What about those films filmed for IMAX screens? What resolution are they? I wait for the day every film is an IMAX film.
Rather than more resolution I would be happy if they just started to increase the framerate of movies. It's always hard to go back to watching motion in a film or tv show when you have just been playing a game at 60fps. It adds a lot to the realism.
Ah! That's a horse of another color. Yes, you'd need A LOT more resolution to faithfully render IMAX, because it's so much bigger than 35mm. The film itself isn't really higher resolution; there's simply more area to capture the image on. Of course, the only reason IMAX needs to be so big is because it's projected onto HUGE screens. An IMAX film mastered in 1080p showing on a 60 or 70 inch set in your living room is going to look every bit as fantastic (albeit not as large).

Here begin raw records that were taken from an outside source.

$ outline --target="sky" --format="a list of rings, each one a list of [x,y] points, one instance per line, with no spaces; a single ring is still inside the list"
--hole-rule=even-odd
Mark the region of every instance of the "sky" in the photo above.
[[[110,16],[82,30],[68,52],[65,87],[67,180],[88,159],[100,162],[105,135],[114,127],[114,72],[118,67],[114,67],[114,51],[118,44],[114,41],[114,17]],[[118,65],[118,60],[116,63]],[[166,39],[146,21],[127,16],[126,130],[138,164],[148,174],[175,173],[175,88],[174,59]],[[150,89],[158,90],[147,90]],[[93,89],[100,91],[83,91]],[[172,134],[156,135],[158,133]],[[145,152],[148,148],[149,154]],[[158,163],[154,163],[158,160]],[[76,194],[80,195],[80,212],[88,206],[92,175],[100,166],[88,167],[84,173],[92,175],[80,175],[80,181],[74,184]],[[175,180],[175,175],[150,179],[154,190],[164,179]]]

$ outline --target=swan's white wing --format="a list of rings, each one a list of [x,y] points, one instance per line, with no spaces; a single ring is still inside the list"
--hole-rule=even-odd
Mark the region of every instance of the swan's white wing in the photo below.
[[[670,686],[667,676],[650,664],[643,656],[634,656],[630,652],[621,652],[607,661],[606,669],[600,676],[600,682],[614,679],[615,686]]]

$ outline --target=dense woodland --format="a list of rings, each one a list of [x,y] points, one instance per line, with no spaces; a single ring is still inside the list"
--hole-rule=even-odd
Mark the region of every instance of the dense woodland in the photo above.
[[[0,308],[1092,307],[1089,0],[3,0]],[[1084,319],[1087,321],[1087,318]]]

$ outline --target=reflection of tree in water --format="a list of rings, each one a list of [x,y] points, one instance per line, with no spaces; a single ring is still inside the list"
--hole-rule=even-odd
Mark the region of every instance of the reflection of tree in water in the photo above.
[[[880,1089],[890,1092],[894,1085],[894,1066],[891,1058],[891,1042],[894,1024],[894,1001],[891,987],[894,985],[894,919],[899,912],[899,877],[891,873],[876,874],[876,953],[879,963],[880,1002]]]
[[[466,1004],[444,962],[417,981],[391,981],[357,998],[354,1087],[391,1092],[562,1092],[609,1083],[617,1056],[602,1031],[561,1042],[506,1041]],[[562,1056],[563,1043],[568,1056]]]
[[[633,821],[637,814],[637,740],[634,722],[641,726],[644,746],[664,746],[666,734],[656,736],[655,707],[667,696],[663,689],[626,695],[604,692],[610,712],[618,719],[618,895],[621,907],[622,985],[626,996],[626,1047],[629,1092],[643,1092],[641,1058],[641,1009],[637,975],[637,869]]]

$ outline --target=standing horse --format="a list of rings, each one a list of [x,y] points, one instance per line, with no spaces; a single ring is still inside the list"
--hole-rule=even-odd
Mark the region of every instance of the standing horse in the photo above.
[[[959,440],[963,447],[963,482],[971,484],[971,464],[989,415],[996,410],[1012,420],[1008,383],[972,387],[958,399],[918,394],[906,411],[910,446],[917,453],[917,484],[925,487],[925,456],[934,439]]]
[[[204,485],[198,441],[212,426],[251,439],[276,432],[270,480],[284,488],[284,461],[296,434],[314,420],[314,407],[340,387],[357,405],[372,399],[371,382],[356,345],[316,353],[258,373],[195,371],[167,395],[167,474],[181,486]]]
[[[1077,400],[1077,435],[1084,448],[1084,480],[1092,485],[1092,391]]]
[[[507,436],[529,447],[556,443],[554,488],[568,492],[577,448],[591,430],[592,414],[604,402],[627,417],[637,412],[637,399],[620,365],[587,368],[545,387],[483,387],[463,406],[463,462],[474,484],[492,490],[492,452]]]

I agree with this. I'd also say that I don't think this holographic disk will make it anywhere near the retail movie market and will be used more for home computer storage. I say that because the non-technical public will have the chance to download movies of the same quality as those encoded on BD by the time these disks get off their feet. I see this as a Sony minidisk type of short term format.
You'll wait for a long time. IMAX is shot on 70mm film, which gets very expensive while digital gains more and more of a foothold. It requires specialized equipment for the whole process, most of it huge and very impractical. The resolution is impressing, tho. I'd estimate is somewhere around 9000x6500 or something. Of course you'd need your own multi million $ theater to actually enjoy it.
In Vancouver, there is also something called an OMNIMAX. Instead of just a really huge screen an IMAX uses, an OMNIMAX is a half-dome shaped screen. It completely immerses you in the picture. (Well, except for the floor and the people around you.) I am not sure whether an OMNIMAX is on bigger film than IMAX, or they just shoot it with a special lens. In any case, it is quite an experience, and you guys should check it out when you have the chance.
I've heard of that, I always wondered if it looked like you were using a fisheye lens or if it is somehow like normal.
Haven't seen one since maybe Jr. High, in the early 80s. The Science Museum of Minnesota had one. IIRC it looked normal. IIRC.
It looks normal. I've been to one and it is a shitty situation where you crane your neck all around to see what is behind you, above you, etc. They suck. Regular curved IMAX is better... still goes as wide as your peripheral vision and isn't so distracting.